Illumination or confusion? Dinoflagellate molecular phylogenetic data viewed from a primarily morphological standpoint

SUMMARY Recent molecular sequencing results involving multiple genes require evaluation in the light of preexisting morphological data, particularly as different methodologies and genes produce trees that are incongruent in some respects or have major areas with poorly supported branch resolution. The present paper summarizes the current situation, primarily from a morphologist's perspective. Most of the tabulation‐based groups are coherent in small subunit (SSU) and large subunit (LSD) trees; but some, notably the prorocentroids and peridinioids, are not.
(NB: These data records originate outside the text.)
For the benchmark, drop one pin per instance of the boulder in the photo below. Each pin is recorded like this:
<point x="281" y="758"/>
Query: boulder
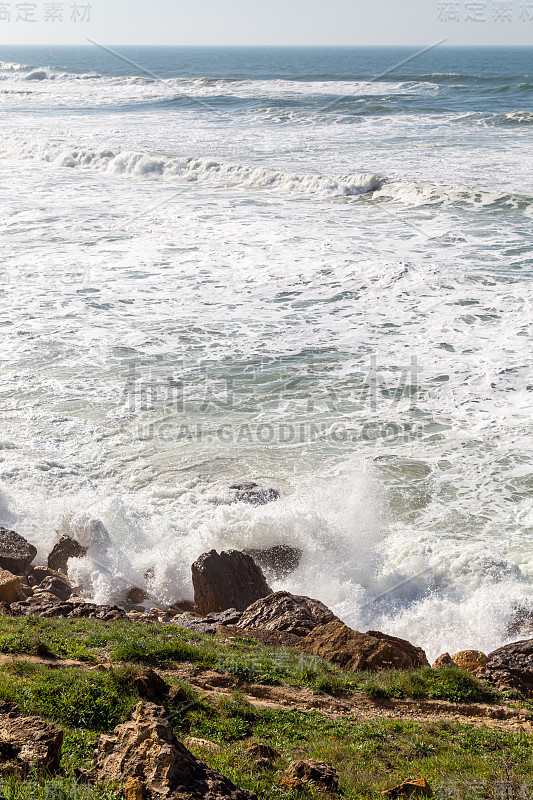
<point x="317" y="772"/>
<point x="413" y="787"/>
<point x="16" y="554"/>
<point x="146" y="749"/>
<point x="64" y="550"/>
<point x="286" y="612"/>
<point x="470" y="660"/>
<point x="511" y="667"/>
<point x="50" y="606"/>
<point x="226" y="581"/>
<point x="278" y="562"/>
<point x="352" y="650"/>
<point x="10" y="587"/>
<point x="28" y="744"/>
<point x="254" y="494"/>
<point x="208" y="624"/>
<point x="445" y="660"/>
<point x="59" y="587"/>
In prorocen‐troids this is primarily because of intrinsic inadequacies of the molecules to resolve their phylogeny. In peridinioids it seems to be because of paraphyly of the group. Other artefacts are noted, such as the drastically different positions of Oxyrrhis in phylogenetic trees based on SSU and protein genes, and of Noctiluca in SSU trees that include analyses with different numbers of nucleotides. Polyphyly in non‐tabulate or poorly known groups has been confirmed, as has been the presence of cryptic thecae in members of those groups (group misattribution). Whether or not some extant groups of athecate, wholly dinokaryotic forms originated prior to polytabulate groups, like the suessioids, peridinioids and gonyaula‐coids, remains unclear. Gymnodinioids with a spiral acrobase seem to have given rise to the more complex athecate forms, whereas morphological features of the genus Gymnodinium are consistent with it being a sister group to polytabulate taxa such as Woloszynskia and the suessioids. Peridinioids and gonyaulacoids appear to have originated after that split. Dinophysoid and prorocentroid dinoflagellates appear to be derived from peridinioid forms. Trees based on protein genes, such as actin or α‐ and β‐tubulin, may help resolve some of the positions of key groups, but they do not include enough taxa to be widely useful as yet.